Assembler les traces : laisser émerger
Le deuil des hivers et des espaces nordiques qu’on a connus peut se manifester sous forme de solastalgie, « une forme d’anxiété environnementale qui s’exprime par l’angoisse de voir son milieu de vie (territoire, écosystème, paysage, habitat, métiers, etc.) disparaître[1] ». Guidée par l’humilité des non-savoirs, des intuitions collectives et des humanités environnementales, je cherche à penser et à trouver de nouvelles voies de relations et de sensibilités pour décrire les réalités et les émotions vécues (deuil, désorientation, désespoir, renoncement) face à la transformation de nos saisons et aux transitions troubles et fragmentées que nous vivons. Comment s’allier au vivant en ces temps de crise climatique ? Par quelles interventions capter les récits et les mémoires du futur de l’hiver en nous ?
(Recherche-création)
C’est dans cet esprit que s’est consolidé mon projet de recherche-création « Hiver en nous : atlas sensible de récits, d’imaginaires et d’interventions écoféministes entre métamorphoses environnementales et affects contemporains », qui consiste à poétiser et à démocratiser le paradigme du « réensauvagement3 », au féminin, de l’hiver. J’explore la pluralité des expériences vécues et des affects de femmes vivant l’hiver fragile et ses métamorphoses par des interventions in situ. Celles-ci mettent en doute nos alliances et nos agencements avec l’obscur, la neige, la slush et le gel/dégel dans l’espoir de re-tisser notre humanité en résonance avec le monde vivant de la saison froide.

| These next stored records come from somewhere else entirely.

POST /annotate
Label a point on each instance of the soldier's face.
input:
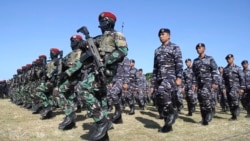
(245, 65)
(230, 60)
(188, 63)
(200, 50)
(164, 37)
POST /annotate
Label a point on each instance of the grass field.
(19, 124)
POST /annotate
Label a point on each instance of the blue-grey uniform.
(168, 66)
(221, 96)
(205, 74)
(121, 77)
(246, 95)
(141, 85)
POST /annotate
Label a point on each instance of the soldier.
(109, 97)
(68, 79)
(233, 85)
(205, 80)
(246, 97)
(191, 96)
(44, 92)
(221, 96)
(130, 96)
(112, 46)
(167, 75)
(141, 84)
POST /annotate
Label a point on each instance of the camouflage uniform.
(69, 77)
(168, 66)
(112, 47)
(44, 92)
(133, 87)
(191, 96)
(233, 80)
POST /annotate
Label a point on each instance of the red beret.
(42, 56)
(79, 37)
(55, 50)
(107, 14)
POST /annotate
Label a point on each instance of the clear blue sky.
(30, 28)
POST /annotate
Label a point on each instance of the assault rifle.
(92, 52)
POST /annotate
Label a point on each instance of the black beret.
(200, 45)
(244, 62)
(229, 56)
(162, 30)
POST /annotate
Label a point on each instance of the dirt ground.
(19, 124)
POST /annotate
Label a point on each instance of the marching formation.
(98, 75)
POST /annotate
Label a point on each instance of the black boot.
(46, 113)
(36, 108)
(117, 117)
(68, 122)
(204, 118)
(169, 121)
(132, 109)
(101, 130)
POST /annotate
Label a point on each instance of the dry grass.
(18, 124)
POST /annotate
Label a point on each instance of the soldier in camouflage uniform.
(133, 87)
(233, 85)
(191, 96)
(205, 80)
(68, 80)
(112, 48)
(246, 97)
(45, 89)
(109, 97)
(167, 75)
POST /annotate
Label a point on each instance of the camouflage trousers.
(93, 95)
(44, 94)
(65, 97)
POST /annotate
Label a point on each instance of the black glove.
(63, 76)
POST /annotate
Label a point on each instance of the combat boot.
(68, 122)
(46, 113)
(204, 118)
(117, 117)
(36, 108)
(101, 131)
(132, 109)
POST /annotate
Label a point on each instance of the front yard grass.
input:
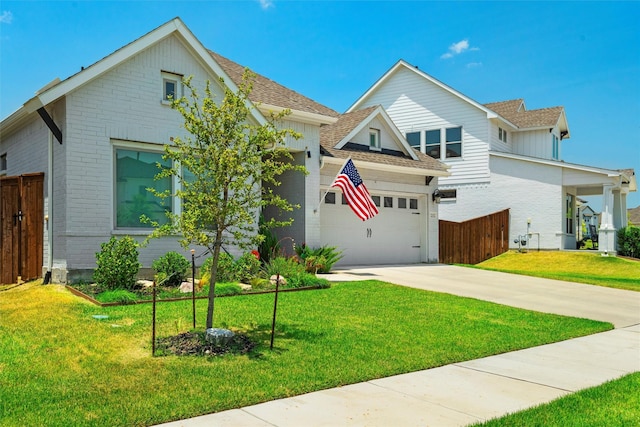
(61, 366)
(615, 403)
(580, 267)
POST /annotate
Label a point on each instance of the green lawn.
(616, 403)
(581, 267)
(60, 366)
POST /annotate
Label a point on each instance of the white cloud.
(6, 17)
(458, 48)
(265, 4)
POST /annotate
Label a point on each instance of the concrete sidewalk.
(476, 390)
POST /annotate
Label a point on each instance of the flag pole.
(334, 180)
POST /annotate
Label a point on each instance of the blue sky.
(581, 55)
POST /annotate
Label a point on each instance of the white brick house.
(501, 156)
(98, 134)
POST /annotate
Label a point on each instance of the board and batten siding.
(122, 105)
(415, 104)
(308, 199)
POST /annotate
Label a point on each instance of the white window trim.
(3, 159)
(174, 77)
(149, 147)
(443, 144)
(378, 144)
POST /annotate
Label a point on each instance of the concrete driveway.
(620, 307)
(476, 390)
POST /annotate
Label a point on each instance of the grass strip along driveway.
(61, 366)
(580, 267)
(615, 403)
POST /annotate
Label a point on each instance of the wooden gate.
(21, 227)
(475, 240)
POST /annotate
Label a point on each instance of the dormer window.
(374, 139)
(171, 84)
(555, 149)
(502, 135)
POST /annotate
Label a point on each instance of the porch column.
(607, 233)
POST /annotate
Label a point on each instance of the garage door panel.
(392, 236)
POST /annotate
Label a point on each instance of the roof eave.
(175, 26)
(401, 63)
(388, 168)
(297, 115)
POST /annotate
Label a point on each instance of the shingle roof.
(634, 216)
(515, 111)
(267, 91)
(330, 135)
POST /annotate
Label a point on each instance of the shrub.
(226, 268)
(629, 241)
(286, 267)
(173, 267)
(118, 295)
(117, 264)
(318, 260)
(246, 267)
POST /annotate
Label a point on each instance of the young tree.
(227, 168)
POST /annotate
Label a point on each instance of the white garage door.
(391, 237)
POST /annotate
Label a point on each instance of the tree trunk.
(212, 279)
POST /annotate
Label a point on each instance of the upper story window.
(3, 164)
(555, 150)
(454, 142)
(439, 141)
(502, 134)
(413, 138)
(330, 198)
(171, 85)
(432, 143)
(374, 139)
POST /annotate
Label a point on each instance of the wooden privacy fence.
(475, 240)
(21, 227)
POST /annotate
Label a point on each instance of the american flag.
(355, 191)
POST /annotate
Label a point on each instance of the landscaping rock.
(273, 279)
(217, 336)
(144, 284)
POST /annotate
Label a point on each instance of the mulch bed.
(195, 344)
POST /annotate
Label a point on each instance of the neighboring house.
(88, 147)
(634, 216)
(501, 156)
(588, 217)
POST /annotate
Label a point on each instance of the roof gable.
(401, 64)
(516, 112)
(336, 142)
(52, 92)
(271, 93)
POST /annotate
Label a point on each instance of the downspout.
(49, 218)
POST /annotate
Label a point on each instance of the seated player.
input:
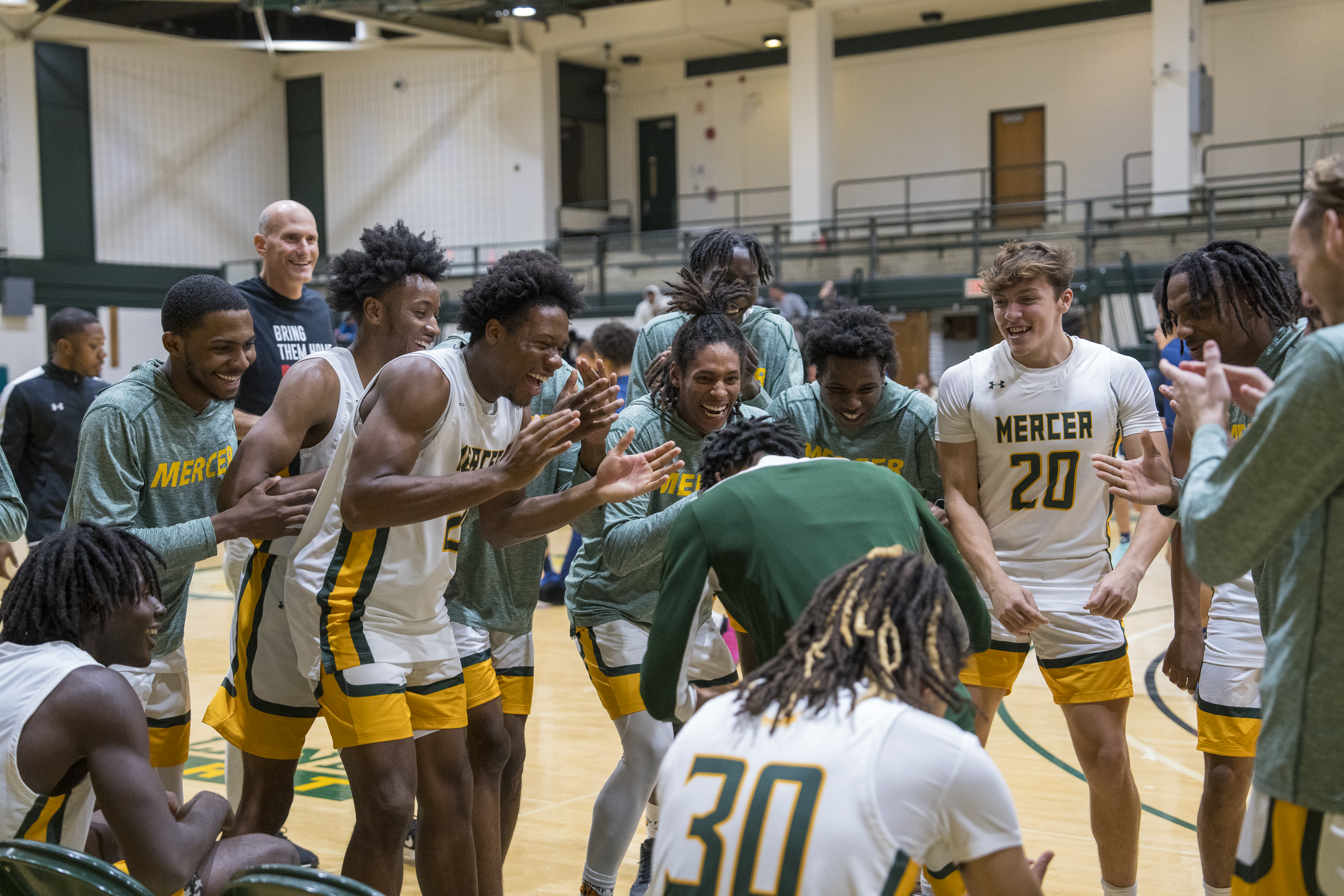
(613, 586)
(265, 706)
(852, 410)
(773, 348)
(827, 742)
(85, 600)
(437, 433)
(772, 527)
(1236, 295)
(1015, 425)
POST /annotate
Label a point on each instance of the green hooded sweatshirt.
(898, 434)
(777, 351)
(149, 462)
(496, 589)
(618, 571)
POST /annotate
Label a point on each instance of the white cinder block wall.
(189, 147)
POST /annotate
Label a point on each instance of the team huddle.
(886, 562)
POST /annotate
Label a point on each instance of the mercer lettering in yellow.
(193, 470)
(1043, 427)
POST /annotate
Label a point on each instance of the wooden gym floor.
(573, 748)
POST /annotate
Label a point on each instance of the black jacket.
(41, 441)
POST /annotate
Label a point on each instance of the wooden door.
(912, 329)
(1018, 164)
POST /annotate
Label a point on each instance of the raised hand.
(621, 476)
(597, 405)
(544, 440)
(1144, 480)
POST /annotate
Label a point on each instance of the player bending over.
(772, 347)
(438, 433)
(838, 745)
(265, 704)
(1016, 424)
(85, 600)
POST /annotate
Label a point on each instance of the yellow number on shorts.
(449, 538)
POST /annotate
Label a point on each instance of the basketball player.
(440, 432)
(1269, 499)
(613, 586)
(1236, 295)
(827, 742)
(734, 257)
(265, 706)
(491, 602)
(88, 598)
(852, 410)
(772, 530)
(1015, 425)
(152, 452)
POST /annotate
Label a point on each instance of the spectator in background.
(45, 414)
(615, 347)
(652, 305)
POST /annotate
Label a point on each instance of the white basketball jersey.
(29, 674)
(378, 596)
(1035, 432)
(828, 805)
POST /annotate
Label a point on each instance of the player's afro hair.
(518, 282)
(190, 300)
(851, 332)
(390, 255)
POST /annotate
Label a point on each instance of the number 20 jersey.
(1035, 432)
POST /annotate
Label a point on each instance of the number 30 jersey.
(847, 801)
(1035, 432)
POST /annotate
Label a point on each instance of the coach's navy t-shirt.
(287, 331)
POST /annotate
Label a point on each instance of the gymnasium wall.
(189, 147)
(921, 109)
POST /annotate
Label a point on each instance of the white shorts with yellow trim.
(264, 707)
(1228, 704)
(1288, 851)
(381, 702)
(165, 692)
(1084, 658)
(496, 664)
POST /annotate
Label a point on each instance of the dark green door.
(658, 174)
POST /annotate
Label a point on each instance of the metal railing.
(915, 209)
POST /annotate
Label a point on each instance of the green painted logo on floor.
(320, 772)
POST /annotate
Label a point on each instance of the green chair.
(33, 868)
(288, 880)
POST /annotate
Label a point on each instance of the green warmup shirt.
(898, 434)
(14, 515)
(149, 462)
(780, 362)
(496, 589)
(1277, 497)
(616, 574)
(772, 535)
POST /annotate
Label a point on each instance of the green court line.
(1014, 727)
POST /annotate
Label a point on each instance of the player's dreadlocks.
(74, 577)
(716, 249)
(709, 326)
(740, 441)
(390, 255)
(1223, 272)
(888, 618)
(851, 332)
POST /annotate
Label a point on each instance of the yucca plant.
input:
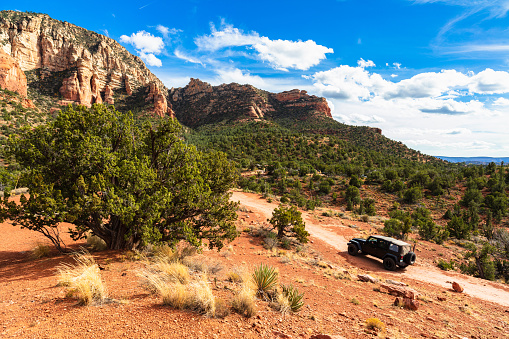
(265, 278)
(294, 297)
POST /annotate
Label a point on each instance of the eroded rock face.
(200, 103)
(11, 75)
(161, 108)
(99, 63)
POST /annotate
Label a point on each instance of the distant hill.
(475, 160)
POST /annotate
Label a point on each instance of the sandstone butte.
(11, 75)
(95, 66)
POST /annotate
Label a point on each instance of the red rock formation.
(298, 98)
(161, 108)
(36, 41)
(11, 75)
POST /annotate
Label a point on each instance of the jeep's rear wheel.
(352, 249)
(410, 258)
(389, 264)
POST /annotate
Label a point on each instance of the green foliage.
(482, 265)
(472, 196)
(265, 278)
(288, 222)
(446, 265)
(367, 206)
(458, 228)
(413, 195)
(129, 185)
(293, 296)
(352, 197)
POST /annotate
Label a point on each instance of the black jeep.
(392, 251)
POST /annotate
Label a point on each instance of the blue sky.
(433, 74)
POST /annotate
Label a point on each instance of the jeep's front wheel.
(410, 258)
(389, 264)
(352, 249)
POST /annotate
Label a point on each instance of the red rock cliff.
(99, 64)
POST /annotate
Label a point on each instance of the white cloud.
(167, 32)
(147, 46)
(150, 59)
(501, 102)
(144, 42)
(364, 64)
(490, 82)
(163, 30)
(181, 55)
(356, 83)
(280, 54)
(238, 76)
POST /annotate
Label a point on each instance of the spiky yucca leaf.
(265, 278)
(294, 298)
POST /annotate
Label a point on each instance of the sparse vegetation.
(83, 279)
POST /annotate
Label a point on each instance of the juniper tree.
(127, 184)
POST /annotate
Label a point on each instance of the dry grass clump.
(244, 301)
(94, 243)
(173, 271)
(265, 278)
(83, 279)
(41, 250)
(168, 277)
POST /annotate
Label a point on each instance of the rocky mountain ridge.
(75, 65)
(200, 103)
(96, 65)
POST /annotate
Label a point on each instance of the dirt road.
(422, 271)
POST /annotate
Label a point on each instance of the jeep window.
(383, 244)
(403, 250)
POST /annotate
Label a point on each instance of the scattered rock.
(457, 287)
(393, 282)
(409, 304)
(367, 278)
(281, 335)
(400, 291)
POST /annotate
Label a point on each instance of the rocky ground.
(337, 302)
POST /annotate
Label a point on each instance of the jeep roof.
(389, 239)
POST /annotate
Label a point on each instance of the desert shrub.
(446, 265)
(471, 196)
(352, 197)
(413, 195)
(83, 279)
(458, 228)
(265, 278)
(288, 222)
(367, 206)
(375, 324)
(270, 241)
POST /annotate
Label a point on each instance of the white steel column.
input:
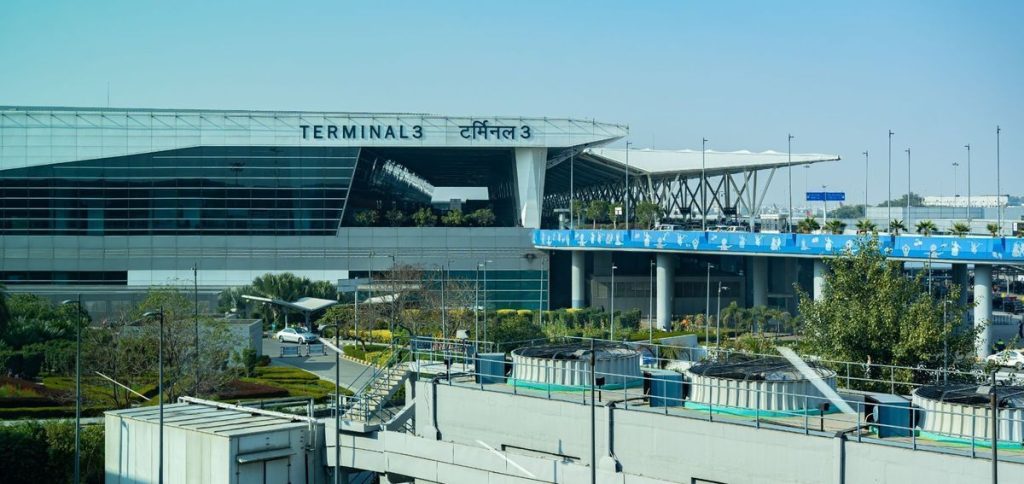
(983, 308)
(759, 280)
(666, 290)
(530, 166)
(819, 278)
(961, 279)
(579, 271)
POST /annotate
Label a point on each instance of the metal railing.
(865, 424)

Inspirée dernièrement par mon arpentage de textes écoféministes, dont ceux de la sorcière néopaïenne activiste Starhawk et de plusieurs autres figures de ce mouvement, ainsi que par mes échanges lors d’un cercle de lecture autour du prologue et du premier chapitre de l’ouvrage La Condition terrestre. Habiter la terre en communs de Sophie Gosselin et David gé Bartoli4, j’affine mes connaissances de la notion de « rituels » écoféministes5 comme pratique politique et de celle d’« alliances » interspécifiques6 pour stimuler « le pouvoir d’agir », individuel et collectif, et faire émerger de nouveaux modes de pensée et d’action face à la crise climatique en contexte nordique.
Par ces pôles, je travaille ainsi à ajouter de nouvelles perspectives à ma posture d’artiste-chercheuse. Parmi les questions qui m’animent et qui animent ma pratique, j’envisage comment les concepts de « corps-territoire » et de « géomémoire », tous deux issus des travaux des chercheurs Gosselin et Bartoli, peuvent permettre de rendre compte des traces et de « la texture des milieux de vie [traversant] l’ensemble des corps7 ». Le rôle de l’artiste est de concevoir le monde « en organisant les formes et les substances, les codes et les milieux, et les rythmes8 » : c’est avec cette intention que j’interroge en quoi l’assemblage de nos traces devient un terreau fertile pour la mise en récit fabulatrice des mémoires du futur de l’habiter.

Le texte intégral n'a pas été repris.